Bwaila Media Club, a grouping of media practitioners in the Central Region, has expressed worry over “government’s recent ambiguity and dilly-dallying in its commitment to table and pass the Access to Information (ATI) Bill”.
The remarks follow contradictory remarks from Capital Hill regarding the tabling of the bill during the November sitting of Parliament as earlier promised by President Peter Mutharika.
Briefing journalists in Lilongwe on Monday, Minister of Information, Tourism and Civic Education Jappie Mhango, flanked by Minister of Transport and Public Works Francis Kasaila, said the bill will not be tabled this year.
Said Kasaila: “The Bill is not yet ready because it has so many complexities that need to be ironed out and discussed by legal experts before it is tabled during this coming sitting of Parliament.”
On his part, Mhango assured that government will take the Bill to Parliament, but that it needs thorough scrutiny.
Ironically, in statement on Tuesday, Mhango said the processing of the Bill is at a very advanced stage and that everything is being done in keeping with Mutharika’s commitment.
The contradictions have worried Bwaila Media Club. In a statement, its Secretary General Augustine Mulomole said the Bill is an essential catalyst and enzyme of democracy as it equips the citizenry with powers to demand information from those trusted with government office.
“We have noted contradictory statements coming from the executive arm of the government with President Peter Mutharika recently declaring that the Bill would be tabled in the upcoming Parliament session while on the other hand the Leader of the House has been quoted in the media saying the bill is not on the items to be tabled.
“This is very worrying. We, therefore, also seriously, call upon the executive and legislative arms of government to immediately table the all too important Bill,” he said.
Mulomole has also urged opposition political parties, Civil Society Organizations, diplomatic and faith community and the public to help in pushing for the passing of the bill.
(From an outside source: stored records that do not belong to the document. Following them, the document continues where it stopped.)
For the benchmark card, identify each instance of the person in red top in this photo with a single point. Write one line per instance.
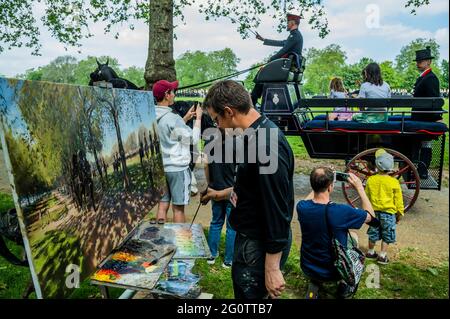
(427, 84)
(293, 44)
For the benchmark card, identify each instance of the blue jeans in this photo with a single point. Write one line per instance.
(221, 210)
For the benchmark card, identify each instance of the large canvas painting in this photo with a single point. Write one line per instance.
(136, 264)
(85, 167)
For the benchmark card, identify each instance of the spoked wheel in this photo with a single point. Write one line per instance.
(363, 166)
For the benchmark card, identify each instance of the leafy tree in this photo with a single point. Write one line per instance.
(390, 75)
(134, 74)
(197, 66)
(322, 66)
(69, 20)
(444, 69)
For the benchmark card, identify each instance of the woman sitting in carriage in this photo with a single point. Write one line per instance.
(373, 88)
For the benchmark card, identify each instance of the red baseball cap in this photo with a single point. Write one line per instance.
(161, 87)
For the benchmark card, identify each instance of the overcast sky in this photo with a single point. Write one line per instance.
(353, 26)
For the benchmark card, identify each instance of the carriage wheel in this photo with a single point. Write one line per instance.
(363, 166)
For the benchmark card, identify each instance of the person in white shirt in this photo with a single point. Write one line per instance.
(373, 88)
(175, 138)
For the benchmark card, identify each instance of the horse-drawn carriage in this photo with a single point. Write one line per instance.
(417, 145)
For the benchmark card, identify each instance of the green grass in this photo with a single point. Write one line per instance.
(410, 276)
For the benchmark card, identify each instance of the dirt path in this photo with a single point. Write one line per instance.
(424, 228)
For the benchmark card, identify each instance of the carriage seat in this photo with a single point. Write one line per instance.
(392, 126)
(289, 69)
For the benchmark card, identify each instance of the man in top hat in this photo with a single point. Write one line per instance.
(427, 84)
(294, 43)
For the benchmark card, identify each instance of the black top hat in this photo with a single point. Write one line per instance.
(424, 54)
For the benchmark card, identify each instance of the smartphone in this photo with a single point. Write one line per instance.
(342, 177)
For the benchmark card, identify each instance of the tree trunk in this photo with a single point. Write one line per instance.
(126, 178)
(160, 63)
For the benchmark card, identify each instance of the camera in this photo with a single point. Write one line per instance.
(342, 177)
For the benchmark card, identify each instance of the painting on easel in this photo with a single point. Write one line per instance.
(85, 168)
(178, 280)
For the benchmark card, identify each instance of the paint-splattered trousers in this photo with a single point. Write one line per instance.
(248, 269)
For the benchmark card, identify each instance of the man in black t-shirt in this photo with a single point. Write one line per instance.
(263, 194)
(219, 149)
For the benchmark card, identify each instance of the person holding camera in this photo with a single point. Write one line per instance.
(316, 256)
(175, 138)
(385, 195)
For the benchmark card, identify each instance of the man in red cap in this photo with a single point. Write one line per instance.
(175, 138)
(293, 44)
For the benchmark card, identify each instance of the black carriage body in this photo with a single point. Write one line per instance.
(326, 139)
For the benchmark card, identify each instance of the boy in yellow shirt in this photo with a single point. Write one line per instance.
(385, 195)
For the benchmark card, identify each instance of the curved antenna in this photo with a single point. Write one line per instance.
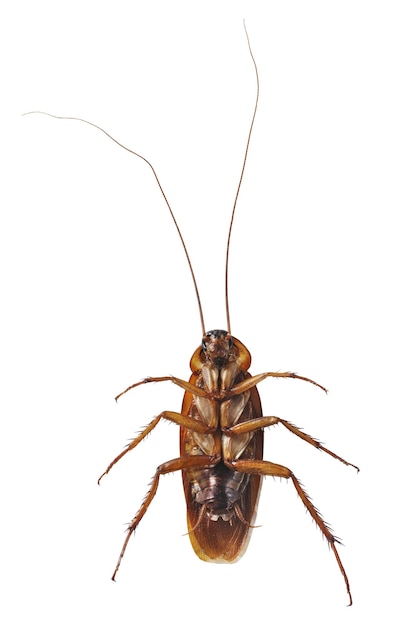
(79, 119)
(239, 184)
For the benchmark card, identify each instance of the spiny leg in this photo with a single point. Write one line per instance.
(183, 384)
(178, 418)
(182, 463)
(266, 468)
(248, 383)
(262, 422)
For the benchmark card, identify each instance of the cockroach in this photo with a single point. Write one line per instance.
(221, 428)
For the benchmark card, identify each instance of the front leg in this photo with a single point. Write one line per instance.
(184, 384)
(253, 381)
(177, 418)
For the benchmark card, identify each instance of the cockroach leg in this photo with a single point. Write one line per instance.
(253, 381)
(264, 422)
(184, 384)
(266, 468)
(182, 463)
(177, 418)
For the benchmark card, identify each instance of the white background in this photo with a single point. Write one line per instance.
(96, 295)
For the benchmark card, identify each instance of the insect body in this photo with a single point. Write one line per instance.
(221, 435)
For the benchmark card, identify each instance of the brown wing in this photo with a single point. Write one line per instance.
(223, 541)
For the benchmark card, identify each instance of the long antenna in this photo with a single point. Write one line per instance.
(239, 184)
(79, 119)
(140, 156)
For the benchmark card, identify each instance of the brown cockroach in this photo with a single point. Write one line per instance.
(221, 430)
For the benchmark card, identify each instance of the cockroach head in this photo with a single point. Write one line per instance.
(218, 347)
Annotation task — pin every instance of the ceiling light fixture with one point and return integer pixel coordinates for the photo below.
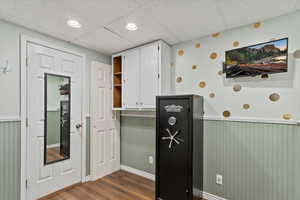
(131, 27)
(73, 23)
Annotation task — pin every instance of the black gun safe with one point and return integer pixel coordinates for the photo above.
(179, 147)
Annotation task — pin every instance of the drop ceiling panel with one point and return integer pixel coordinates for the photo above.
(188, 19)
(99, 12)
(240, 12)
(103, 41)
(172, 20)
(148, 28)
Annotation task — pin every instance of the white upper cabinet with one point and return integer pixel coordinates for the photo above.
(149, 75)
(131, 72)
(146, 73)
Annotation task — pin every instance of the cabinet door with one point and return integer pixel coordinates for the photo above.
(149, 76)
(131, 70)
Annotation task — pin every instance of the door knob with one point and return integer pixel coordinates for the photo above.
(78, 126)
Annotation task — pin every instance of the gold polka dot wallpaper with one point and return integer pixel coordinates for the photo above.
(199, 70)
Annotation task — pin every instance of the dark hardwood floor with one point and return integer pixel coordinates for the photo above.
(118, 186)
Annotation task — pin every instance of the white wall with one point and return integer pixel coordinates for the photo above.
(9, 50)
(255, 91)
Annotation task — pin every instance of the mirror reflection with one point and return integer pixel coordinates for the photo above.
(57, 118)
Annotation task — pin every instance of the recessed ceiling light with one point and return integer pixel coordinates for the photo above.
(73, 23)
(131, 27)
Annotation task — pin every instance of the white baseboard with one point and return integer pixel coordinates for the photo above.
(87, 179)
(138, 172)
(147, 175)
(209, 196)
(53, 145)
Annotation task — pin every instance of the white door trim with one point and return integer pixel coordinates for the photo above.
(24, 40)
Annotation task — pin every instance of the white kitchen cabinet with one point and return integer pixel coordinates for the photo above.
(149, 75)
(146, 73)
(131, 72)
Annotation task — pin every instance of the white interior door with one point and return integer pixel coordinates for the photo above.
(45, 179)
(105, 124)
(131, 69)
(149, 75)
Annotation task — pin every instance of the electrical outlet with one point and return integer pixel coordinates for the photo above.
(150, 159)
(219, 179)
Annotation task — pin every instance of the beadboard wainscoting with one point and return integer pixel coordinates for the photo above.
(10, 160)
(257, 160)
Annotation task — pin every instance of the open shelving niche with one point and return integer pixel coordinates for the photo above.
(117, 81)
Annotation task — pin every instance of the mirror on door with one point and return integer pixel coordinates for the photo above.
(57, 118)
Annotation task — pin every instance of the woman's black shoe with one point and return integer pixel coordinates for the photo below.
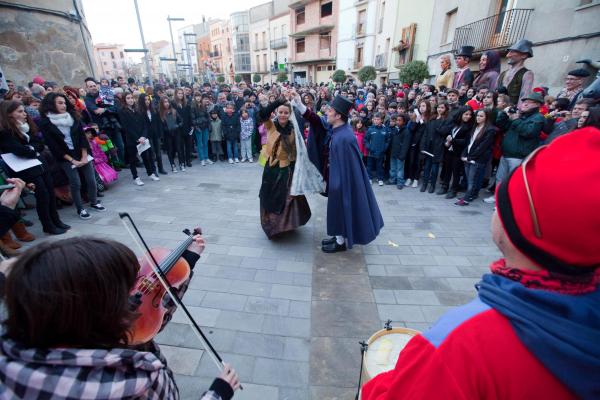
(55, 231)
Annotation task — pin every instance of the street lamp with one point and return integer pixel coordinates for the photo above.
(169, 18)
(137, 11)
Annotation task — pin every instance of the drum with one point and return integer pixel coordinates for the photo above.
(383, 350)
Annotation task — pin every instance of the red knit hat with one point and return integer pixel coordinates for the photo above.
(556, 188)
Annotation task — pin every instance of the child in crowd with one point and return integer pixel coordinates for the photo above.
(377, 141)
(399, 145)
(359, 131)
(246, 129)
(106, 173)
(216, 135)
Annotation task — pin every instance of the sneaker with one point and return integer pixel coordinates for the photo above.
(98, 206)
(83, 214)
(490, 200)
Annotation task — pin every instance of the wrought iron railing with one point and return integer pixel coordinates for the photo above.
(495, 32)
(279, 43)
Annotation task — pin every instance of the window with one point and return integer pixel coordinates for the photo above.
(300, 16)
(325, 41)
(362, 22)
(326, 8)
(381, 14)
(449, 26)
(300, 45)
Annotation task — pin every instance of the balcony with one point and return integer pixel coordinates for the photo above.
(381, 61)
(496, 32)
(278, 43)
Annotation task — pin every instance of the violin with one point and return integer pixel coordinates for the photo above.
(148, 294)
(156, 280)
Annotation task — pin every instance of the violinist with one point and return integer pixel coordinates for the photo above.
(68, 328)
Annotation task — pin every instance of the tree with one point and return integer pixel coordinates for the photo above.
(413, 71)
(367, 73)
(339, 76)
(281, 77)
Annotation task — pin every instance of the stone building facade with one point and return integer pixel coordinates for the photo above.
(47, 38)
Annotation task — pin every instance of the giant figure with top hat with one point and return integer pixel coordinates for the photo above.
(353, 216)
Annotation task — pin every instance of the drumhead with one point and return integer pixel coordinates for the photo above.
(384, 348)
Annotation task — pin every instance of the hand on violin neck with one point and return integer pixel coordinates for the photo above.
(198, 244)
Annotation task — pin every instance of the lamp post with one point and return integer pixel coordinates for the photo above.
(146, 61)
(169, 18)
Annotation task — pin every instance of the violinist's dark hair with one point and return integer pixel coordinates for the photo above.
(73, 292)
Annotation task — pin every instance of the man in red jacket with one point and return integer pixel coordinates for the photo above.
(533, 331)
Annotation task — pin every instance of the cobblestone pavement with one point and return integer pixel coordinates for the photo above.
(287, 316)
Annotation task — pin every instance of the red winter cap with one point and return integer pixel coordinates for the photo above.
(549, 206)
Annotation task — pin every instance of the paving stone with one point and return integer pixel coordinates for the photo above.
(266, 305)
(280, 372)
(300, 309)
(286, 326)
(290, 292)
(422, 297)
(224, 301)
(240, 321)
(383, 296)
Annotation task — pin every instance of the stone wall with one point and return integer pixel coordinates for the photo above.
(40, 43)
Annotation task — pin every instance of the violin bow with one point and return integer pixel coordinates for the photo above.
(215, 357)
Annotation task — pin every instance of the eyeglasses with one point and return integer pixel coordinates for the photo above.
(536, 224)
“The bill is also in tandem with the recent reformation push by government. The reforms being championed can be fast-tracked and mainstreamed well if members of the public are able to observe the doings of public officers. As a fraternity, we will not rest until this Bill comes through,” he added.
If passed, the ATI law will among others, provide for the right of access to information; define the scope of public information the public has the right to access; establish the (Independent) Public Information Commission and define its functions; as well as promote transparency and accountability of public officers.